Optic nerve cyst was also described.[Citation21] The authors reported a 47-year-old patient with two optic disk pits and an optic nerve cyst in the same eye. This well-circumscribed round cystic lesion compressed and displaced the nerve. This presented case also has a round cystic lesion on the left optical nerve, but no impaired vision.

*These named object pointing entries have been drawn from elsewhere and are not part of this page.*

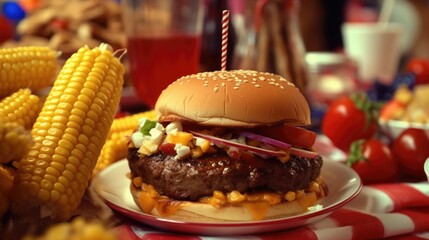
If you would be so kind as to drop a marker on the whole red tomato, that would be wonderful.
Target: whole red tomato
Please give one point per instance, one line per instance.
(420, 67)
(373, 161)
(349, 118)
(411, 149)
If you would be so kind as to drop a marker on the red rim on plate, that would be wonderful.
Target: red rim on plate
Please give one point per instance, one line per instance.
(343, 183)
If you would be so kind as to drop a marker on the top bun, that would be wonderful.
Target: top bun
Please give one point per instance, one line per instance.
(236, 98)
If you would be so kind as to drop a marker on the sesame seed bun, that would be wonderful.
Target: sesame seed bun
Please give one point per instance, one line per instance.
(236, 98)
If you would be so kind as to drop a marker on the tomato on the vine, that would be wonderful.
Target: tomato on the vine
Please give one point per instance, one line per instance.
(349, 118)
(373, 161)
(411, 149)
(420, 67)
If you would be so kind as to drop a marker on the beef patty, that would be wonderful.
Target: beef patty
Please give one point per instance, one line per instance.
(191, 179)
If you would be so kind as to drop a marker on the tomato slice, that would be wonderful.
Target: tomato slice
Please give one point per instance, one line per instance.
(295, 136)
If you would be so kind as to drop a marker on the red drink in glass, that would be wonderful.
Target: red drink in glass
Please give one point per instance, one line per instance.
(156, 61)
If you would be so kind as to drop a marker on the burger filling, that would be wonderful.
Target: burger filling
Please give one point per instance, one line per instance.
(221, 167)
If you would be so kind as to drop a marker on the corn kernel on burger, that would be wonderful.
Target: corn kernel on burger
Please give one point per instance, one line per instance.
(227, 146)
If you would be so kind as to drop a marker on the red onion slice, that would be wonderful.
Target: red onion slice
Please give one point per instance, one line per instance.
(249, 148)
(267, 140)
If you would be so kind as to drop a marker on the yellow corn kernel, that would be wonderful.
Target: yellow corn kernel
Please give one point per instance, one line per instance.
(235, 197)
(34, 67)
(137, 181)
(180, 138)
(6, 181)
(205, 146)
(130, 122)
(116, 147)
(21, 107)
(15, 141)
(196, 152)
(68, 134)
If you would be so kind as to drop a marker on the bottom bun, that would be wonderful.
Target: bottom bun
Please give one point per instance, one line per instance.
(206, 212)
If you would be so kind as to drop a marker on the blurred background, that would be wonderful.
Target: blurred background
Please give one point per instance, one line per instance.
(301, 40)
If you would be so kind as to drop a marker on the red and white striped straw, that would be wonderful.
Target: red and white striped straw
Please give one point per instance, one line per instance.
(225, 24)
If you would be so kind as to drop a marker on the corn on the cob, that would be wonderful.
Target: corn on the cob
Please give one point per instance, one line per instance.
(69, 134)
(6, 181)
(21, 107)
(21, 67)
(116, 147)
(15, 141)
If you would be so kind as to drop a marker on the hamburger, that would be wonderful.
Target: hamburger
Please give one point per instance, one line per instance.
(227, 146)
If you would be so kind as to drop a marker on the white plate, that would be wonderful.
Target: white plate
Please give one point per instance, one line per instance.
(113, 186)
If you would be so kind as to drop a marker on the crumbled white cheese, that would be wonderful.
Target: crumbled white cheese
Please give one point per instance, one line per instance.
(148, 144)
(199, 141)
(181, 151)
(137, 138)
(173, 128)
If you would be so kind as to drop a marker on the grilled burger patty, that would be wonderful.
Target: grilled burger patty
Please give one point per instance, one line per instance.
(191, 179)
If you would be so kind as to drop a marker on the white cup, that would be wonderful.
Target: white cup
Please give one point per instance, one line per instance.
(375, 47)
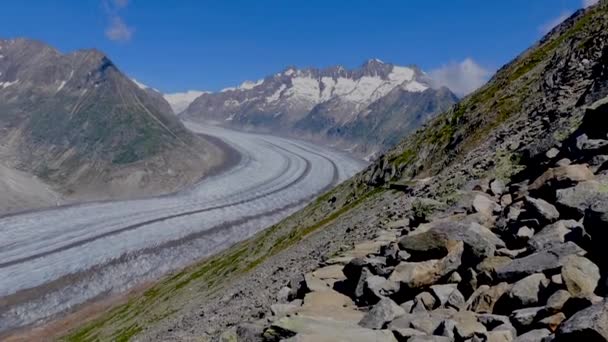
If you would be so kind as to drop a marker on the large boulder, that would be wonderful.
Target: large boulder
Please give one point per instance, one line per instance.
(590, 324)
(418, 274)
(580, 275)
(380, 314)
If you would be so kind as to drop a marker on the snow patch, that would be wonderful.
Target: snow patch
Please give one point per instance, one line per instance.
(5, 85)
(180, 101)
(276, 95)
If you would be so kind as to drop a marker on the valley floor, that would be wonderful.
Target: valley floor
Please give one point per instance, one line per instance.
(53, 261)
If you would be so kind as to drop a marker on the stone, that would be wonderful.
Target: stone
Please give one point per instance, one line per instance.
(549, 260)
(484, 205)
(418, 274)
(479, 241)
(524, 318)
(585, 144)
(280, 310)
(557, 233)
(330, 304)
(497, 187)
(283, 294)
(582, 196)
(527, 291)
(380, 314)
(557, 300)
(563, 176)
(524, 233)
(485, 297)
(552, 153)
(552, 322)
(590, 324)
(321, 329)
(541, 209)
(406, 334)
(533, 335)
(442, 292)
(424, 300)
(580, 275)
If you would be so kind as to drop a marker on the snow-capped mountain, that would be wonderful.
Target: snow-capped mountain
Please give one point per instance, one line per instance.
(322, 104)
(180, 101)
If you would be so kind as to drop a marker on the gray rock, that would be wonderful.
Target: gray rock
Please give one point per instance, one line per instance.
(382, 313)
(524, 318)
(580, 275)
(541, 209)
(527, 291)
(442, 292)
(557, 300)
(533, 335)
(590, 324)
(426, 273)
(540, 262)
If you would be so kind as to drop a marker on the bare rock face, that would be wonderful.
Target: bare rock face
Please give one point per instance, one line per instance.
(369, 108)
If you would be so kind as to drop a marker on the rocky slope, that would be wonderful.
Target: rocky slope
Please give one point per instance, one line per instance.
(487, 224)
(77, 124)
(365, 110)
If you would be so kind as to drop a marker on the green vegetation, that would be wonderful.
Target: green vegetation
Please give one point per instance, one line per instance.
(208, 277)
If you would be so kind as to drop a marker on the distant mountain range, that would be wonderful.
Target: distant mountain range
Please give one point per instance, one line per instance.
(365, 110)
(76, 123)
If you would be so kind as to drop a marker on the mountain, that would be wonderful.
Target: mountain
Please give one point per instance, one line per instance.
(365, 109)
(76, 123)
(489, 222)
(180, 101)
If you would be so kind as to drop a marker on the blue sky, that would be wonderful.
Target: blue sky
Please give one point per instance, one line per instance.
(208, 45)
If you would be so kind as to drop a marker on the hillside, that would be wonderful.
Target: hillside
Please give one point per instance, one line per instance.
(77, 124)
(488, 223)
(365, 110)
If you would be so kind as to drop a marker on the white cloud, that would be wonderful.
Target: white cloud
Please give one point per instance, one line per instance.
(587, 3)
(118, 31)
(548, 26)
(462, 78)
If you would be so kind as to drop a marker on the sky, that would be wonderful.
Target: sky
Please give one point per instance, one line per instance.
(209, 45)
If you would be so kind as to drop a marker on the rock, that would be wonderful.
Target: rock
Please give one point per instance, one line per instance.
(485, 205)
(549, 260)
(442, 292)
(541, 209)
(406, 334)
(417, 274)
(527, 291)
(557, 233)
(524, 233)
(579, 198)
(283, 294)
(382, 313)
(479, 241)
(552, 322)
(585, 144)
(322, 330)
(524, 318)
(552, 153)
(330, 304)
(557, 300)
(580, 275)
(497, 187)
(533, 335)
(590, 324)
(485, 297)
(249, 332)
(425, 300)
(563, 176)
(498, 336)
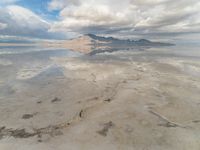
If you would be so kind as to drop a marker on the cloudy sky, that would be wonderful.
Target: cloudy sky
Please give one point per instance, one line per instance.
(60, 19)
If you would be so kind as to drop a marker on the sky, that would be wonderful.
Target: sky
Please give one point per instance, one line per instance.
(63, 19)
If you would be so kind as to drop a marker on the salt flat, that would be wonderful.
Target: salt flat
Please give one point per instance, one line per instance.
(124, 100)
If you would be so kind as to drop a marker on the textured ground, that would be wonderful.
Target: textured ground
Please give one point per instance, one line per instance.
(111, 104)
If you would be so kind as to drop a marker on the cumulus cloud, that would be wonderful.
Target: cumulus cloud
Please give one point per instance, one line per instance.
(19, 21)
(2, 26)
(144, 17)
(3, 2)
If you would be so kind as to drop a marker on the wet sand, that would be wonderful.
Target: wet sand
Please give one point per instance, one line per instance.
(122, 101)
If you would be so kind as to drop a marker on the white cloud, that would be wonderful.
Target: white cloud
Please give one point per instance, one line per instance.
(8, 1)
(127, 16)
(23, 22)
(2, 26)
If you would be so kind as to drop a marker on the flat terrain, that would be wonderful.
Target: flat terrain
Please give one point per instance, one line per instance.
(119, 101)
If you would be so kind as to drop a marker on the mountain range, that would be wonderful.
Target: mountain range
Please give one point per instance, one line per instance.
(91, 43)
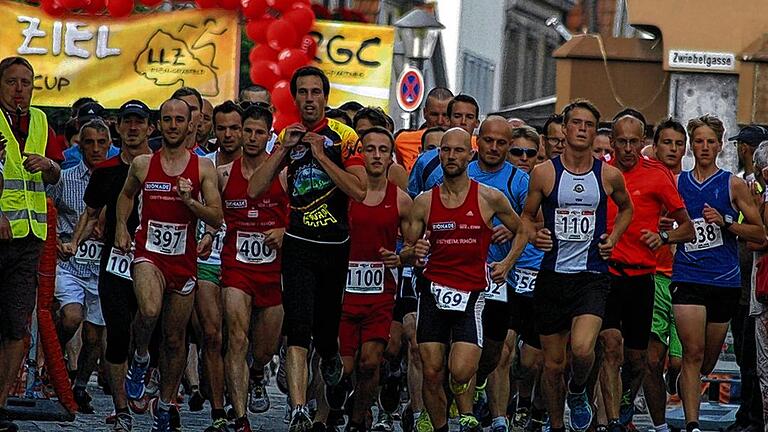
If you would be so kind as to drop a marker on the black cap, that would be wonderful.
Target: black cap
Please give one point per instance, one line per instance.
(752, 135)
(89, 112)
(135, 107)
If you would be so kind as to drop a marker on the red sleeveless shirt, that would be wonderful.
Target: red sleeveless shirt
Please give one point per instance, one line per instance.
(247, 219)
(166, 232)
(459, 240)
(372, 227)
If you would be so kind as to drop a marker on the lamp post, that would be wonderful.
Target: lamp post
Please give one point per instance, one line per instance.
(418, 32)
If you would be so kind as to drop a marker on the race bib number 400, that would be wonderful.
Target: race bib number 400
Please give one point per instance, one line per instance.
(166, 238)
(119, 263)
(364, 277)
(450, 299)
(251, 248)
(89, 252)
(706, 236)
(574, 224)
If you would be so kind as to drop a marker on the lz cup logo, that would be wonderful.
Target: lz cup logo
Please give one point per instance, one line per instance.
(444, 226)
(157, 187)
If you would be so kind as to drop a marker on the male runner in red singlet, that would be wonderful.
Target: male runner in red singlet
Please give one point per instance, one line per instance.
(455, 219)
(171, 182)
(251, 264)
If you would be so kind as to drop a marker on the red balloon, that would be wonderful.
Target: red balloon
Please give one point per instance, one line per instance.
(308, 46)
(281, 96)
(253, 9)
(264, 73)
(229, 4)
(289, 60)
(120, 8)
(206, 4)
(262, 52)
(281, 35)
(52, 8)
(302, 19)
(257, 30)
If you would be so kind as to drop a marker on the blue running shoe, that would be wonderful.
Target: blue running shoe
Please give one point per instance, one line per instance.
(581, 411)
(134, 380)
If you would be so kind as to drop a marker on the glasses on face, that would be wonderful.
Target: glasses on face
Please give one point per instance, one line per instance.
(554, 141)
(520, 151)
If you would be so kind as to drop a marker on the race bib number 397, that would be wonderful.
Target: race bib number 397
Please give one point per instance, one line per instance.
(166, 238)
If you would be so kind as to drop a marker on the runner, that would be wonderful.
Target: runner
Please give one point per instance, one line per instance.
(118, 302)
(629, 308)
(227, 126)
(572, 286)
(668, 148)
(706, 279)
(323, 173)
(371, 279)
(458, 222)
(251, 267)
(164, 268)
(492, 169)
(77, 274)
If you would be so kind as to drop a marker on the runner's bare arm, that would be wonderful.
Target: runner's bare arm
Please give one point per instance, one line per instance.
(751, 228)
(210, 212)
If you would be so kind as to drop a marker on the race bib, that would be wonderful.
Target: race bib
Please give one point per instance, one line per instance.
(574, 224)
(525, 280)
(364, 277)
(119, 263)
(89, 252)
(706, 236)
(496, 292)
(251, 248)
(166, 238)
(450, 299)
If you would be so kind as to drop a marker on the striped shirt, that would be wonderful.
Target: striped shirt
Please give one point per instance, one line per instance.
(67, 196)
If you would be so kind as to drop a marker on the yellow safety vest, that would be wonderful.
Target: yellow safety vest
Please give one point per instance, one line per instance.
(23, 200)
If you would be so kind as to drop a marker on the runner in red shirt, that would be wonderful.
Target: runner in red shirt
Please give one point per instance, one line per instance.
(455, 218)
(250, 267)
(171, 183)
(629, 308)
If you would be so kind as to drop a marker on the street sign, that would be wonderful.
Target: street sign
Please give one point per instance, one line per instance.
(410, 89)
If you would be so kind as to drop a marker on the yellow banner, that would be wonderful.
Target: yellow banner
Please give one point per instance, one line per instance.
(144, 57)
(358, 61)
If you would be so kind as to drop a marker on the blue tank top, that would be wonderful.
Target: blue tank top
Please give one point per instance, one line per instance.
(713, 257)
(575, 214)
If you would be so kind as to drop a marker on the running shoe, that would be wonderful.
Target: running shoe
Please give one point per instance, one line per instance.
(581, 411)
(384, 422)
(332, 370)
(300, 420)
(123, 423)
(134, 379)
(258, 398)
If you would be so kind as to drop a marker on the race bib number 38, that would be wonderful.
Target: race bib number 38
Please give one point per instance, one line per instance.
(450, 299)
(365, 277)
(574, 224)
(89, 252)
(706, 236)
(251, 248)
(166, 238)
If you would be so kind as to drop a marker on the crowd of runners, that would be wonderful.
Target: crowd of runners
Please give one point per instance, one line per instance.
(477, 270)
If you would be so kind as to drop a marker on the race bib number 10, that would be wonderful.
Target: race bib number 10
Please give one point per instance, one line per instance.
(706, 236)
(450, 299)
(365, 277)
(166, 238)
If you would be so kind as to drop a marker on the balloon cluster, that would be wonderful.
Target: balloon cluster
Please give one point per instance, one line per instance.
(278, 28)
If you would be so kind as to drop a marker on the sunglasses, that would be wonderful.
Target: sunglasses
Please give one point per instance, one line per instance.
(519, 152)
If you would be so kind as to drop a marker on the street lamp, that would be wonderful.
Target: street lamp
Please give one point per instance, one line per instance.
(418, 32)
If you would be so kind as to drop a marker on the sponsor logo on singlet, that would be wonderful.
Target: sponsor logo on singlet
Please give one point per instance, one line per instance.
(157, 186)
(444, 226)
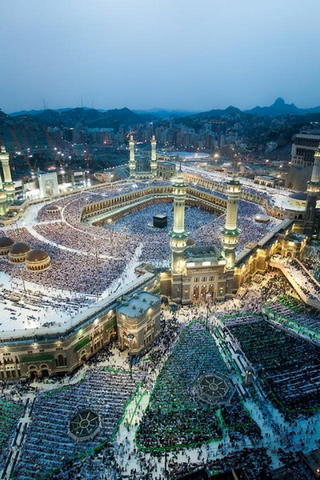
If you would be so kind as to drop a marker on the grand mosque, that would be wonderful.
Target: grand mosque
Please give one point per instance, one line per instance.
(35, 251)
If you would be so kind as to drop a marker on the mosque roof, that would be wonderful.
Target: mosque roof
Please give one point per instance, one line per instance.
(298, 196)
(19, 247)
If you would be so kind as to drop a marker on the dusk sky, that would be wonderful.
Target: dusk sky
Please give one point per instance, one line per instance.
(178, 54)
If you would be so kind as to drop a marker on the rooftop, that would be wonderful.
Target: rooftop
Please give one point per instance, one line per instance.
(138, 304)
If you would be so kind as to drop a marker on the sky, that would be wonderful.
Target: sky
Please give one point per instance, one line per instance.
(173, 54)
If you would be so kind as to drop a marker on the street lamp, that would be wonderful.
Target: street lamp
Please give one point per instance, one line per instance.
(130, 337)
(208, 296)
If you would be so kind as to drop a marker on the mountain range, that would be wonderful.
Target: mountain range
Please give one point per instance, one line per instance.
(110, 118)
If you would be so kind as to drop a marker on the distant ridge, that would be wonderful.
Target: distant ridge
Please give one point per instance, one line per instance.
(280, 107)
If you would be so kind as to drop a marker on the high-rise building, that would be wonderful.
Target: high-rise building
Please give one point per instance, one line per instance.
(8, 183)
(304, 145)
(153, 162)
(312, 215)
(132, 161)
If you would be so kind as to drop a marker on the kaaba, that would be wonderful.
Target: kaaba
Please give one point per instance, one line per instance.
(160, 221)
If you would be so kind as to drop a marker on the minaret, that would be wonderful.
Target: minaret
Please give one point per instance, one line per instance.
(3, 199)
(132, 161)
(311, 222)
(230, 230)
(153, 163)
(178, 241)
(8, 183)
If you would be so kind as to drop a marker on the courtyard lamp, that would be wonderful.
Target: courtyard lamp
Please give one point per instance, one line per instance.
(208, 296)
(130, 337)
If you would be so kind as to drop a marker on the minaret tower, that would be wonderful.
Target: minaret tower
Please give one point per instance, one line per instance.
(8, 183)
(178, 236)
(3, 199)
(153, 163)
(230, 230)
(132, 161)
(311, 221)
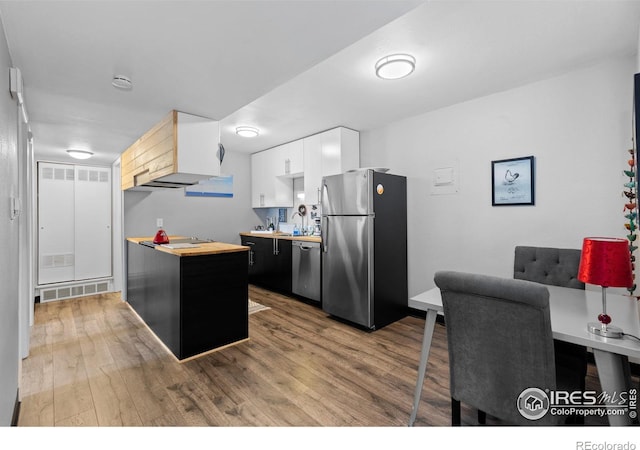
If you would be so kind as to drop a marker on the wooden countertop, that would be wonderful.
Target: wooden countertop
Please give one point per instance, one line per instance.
(279, 235)
(208, 248)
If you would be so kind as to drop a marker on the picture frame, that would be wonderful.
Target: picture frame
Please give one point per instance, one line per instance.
(512, 181)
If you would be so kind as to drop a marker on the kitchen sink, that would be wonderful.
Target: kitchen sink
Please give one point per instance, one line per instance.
(190, 240)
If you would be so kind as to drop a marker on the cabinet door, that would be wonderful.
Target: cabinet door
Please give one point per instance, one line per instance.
(92, 222)
(312, 146)
(331, 152)
(294, 158)
(267, 189)
(281, 186)
(281, 280)
(258, 254)
(259, 178)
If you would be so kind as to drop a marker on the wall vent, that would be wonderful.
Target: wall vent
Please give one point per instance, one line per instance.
(80, 290)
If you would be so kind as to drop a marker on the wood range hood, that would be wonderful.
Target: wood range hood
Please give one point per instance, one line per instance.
(179, 151)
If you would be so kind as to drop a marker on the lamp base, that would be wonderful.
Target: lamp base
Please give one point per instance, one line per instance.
(611, 331)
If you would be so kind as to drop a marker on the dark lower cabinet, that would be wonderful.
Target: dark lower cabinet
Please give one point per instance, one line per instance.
(192, 303)
(269, 262)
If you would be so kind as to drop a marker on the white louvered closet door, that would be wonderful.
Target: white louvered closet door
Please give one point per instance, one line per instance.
(92, 222)
(56, 223)
(74, 223)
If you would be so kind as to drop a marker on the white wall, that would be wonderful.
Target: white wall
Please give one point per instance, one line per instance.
(578, 127)
(205, 217)
(9, 347)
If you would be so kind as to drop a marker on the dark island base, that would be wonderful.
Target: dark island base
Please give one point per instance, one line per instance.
(193, 304)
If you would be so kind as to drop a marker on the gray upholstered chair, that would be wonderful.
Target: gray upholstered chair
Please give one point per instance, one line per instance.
(557, 267)
(546, 265)
(500, 343)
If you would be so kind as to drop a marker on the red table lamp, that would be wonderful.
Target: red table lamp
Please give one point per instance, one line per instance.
(605, 262)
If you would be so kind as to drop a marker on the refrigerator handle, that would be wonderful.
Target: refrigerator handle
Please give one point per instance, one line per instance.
(325, 233)
(322, 190)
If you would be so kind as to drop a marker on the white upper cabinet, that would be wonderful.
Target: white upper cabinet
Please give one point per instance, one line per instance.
(329, 153)
(268, 188)
(289, 159)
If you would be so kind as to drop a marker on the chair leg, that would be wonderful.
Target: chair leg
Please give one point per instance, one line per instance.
(455, 412)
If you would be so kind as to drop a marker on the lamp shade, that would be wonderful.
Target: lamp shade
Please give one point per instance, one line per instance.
(605, 262)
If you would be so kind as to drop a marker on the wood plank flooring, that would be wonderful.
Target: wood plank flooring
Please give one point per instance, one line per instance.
(93, 363)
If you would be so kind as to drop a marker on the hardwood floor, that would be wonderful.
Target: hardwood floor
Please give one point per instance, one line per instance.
(93, 363)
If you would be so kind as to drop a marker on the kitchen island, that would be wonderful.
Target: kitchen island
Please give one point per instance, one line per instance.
(194, 299)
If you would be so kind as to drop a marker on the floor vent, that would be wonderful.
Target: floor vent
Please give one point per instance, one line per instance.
(79, 290)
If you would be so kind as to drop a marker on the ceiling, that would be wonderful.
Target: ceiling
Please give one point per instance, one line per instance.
(289, 68)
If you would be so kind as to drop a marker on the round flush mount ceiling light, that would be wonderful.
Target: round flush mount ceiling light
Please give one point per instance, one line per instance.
(247, 131)
(122, 82)
(396, 66)
(80, 154)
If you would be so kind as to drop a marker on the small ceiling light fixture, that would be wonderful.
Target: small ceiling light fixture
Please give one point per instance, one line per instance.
(247, 131)
(122, 82)
(396, 66)
(80, 154)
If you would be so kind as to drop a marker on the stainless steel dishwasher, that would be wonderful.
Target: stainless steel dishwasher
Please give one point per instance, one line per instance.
(306, 272)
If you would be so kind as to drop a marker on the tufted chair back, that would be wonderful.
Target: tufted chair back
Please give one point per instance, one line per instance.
(551, 266)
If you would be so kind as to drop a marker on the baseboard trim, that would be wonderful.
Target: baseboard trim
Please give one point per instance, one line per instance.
(16, 410)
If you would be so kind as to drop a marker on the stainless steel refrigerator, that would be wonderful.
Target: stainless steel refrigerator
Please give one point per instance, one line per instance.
(364, 247)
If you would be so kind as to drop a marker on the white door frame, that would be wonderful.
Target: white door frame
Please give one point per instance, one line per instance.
(119, 278)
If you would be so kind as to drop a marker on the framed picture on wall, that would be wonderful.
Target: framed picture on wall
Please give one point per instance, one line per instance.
(512, 182)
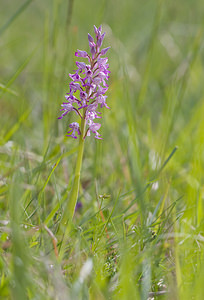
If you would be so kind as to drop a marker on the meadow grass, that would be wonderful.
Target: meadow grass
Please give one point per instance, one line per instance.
(140, 231)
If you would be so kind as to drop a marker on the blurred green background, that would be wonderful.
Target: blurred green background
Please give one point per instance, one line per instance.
(152, 153)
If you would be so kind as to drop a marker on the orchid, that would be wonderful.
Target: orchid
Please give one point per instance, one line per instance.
(88, 86)
(86, 97)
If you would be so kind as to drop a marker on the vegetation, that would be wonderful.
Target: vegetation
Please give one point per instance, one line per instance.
(139, 232)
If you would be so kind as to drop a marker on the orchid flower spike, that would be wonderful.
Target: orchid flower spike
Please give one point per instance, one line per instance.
(88, 87)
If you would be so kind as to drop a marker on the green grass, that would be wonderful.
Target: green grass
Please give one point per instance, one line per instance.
(140, 231)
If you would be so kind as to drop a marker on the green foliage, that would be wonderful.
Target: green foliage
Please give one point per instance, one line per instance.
(140, 231)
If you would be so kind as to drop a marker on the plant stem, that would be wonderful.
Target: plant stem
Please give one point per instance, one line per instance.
(70, 207)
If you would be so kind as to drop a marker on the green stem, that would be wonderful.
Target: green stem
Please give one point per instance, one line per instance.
(70, 207)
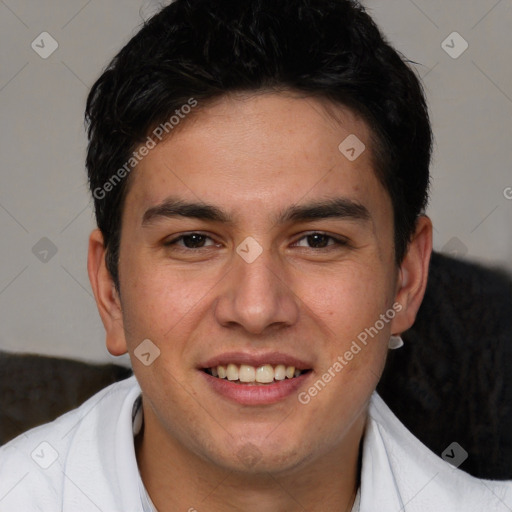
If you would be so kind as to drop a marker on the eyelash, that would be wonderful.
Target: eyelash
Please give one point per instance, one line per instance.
(340, 242)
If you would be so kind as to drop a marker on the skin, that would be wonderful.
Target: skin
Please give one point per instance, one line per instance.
(254, 156)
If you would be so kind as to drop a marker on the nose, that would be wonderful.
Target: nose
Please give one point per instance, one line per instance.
(257, 296)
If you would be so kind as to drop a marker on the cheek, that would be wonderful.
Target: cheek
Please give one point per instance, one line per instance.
(348, 301)
(156, 302)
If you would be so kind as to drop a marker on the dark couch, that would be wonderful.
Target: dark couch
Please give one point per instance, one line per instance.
(452, 380)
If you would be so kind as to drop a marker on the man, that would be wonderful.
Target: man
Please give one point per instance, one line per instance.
(260, 175)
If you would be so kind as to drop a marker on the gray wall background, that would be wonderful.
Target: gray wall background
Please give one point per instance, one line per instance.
(46, 304)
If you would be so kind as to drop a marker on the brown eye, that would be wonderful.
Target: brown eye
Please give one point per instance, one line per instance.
(191, 241)
(319, 241)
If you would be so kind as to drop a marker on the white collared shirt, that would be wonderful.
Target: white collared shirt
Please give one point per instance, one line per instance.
(85, 461)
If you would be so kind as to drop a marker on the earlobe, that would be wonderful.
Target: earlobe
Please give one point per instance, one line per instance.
(106, 295)
(413, 274)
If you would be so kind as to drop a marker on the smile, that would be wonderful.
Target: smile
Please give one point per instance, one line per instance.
(260, 375)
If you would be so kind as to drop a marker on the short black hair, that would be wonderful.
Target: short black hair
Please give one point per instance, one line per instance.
(200, 50)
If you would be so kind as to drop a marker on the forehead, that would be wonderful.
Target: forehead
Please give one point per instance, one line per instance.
(260, 151)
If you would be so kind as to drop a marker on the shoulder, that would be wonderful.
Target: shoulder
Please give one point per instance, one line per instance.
(420, 478)
(42, 465)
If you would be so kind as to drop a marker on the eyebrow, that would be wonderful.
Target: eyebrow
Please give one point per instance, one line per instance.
(341, 208)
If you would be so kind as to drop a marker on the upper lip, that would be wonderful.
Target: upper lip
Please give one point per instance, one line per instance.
(259, 359)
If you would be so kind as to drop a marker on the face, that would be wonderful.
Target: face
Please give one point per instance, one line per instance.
(249, 239)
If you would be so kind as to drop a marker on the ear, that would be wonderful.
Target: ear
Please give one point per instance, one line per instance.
(106, 295)
(412, 276)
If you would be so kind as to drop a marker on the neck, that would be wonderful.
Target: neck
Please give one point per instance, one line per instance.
(189, 483)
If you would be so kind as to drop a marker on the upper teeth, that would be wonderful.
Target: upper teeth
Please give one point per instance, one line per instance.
(263, 374)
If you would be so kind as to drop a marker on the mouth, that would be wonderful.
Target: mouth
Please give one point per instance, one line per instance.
(261, 375)
(255, 379)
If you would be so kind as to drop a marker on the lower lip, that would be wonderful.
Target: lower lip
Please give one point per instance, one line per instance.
(247, 394)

Beta interferon (IFNβ-1a) during pregnancy in animals heightens the abortion rate. This information was the basis for the recommendation for a cessation of interferon treatment during pregnancy in humans. In contrast to this recommendation, only 15% of premature births, and one child with congenital anomaly (hydrocephalus), were reported among 69 MS pregnant patients.[Citation22] The majority of women who chose to continue the pregnancies despite receiving interferon beta had favorable outcomes. It seems that the large molecular size of IFN preventing the transit across the placental barrier is chiefly responsible for the absence of major impact of IFN on pregnancy.[Citation23] In contrast, a higher rate of miscarriages and stillbirths has been reported (39% vs. 5% in healthy controls).[Citation24] The authors reported one case of Down syndrome (aborted electively after the prenatal diagnosis) and one anomaly of the X chromosome (spontaneous abortion).

At this moment, it is not possible to discern whether the PRS in this patient is linked to the eventual mutagenic effect of IFNβ-1a or to the parental disease itself, or if its occurrence is pure coincidence.

DECLARATION OF INTEREST

The authors of this manuscript do not have any conflict of interest. No funding was received.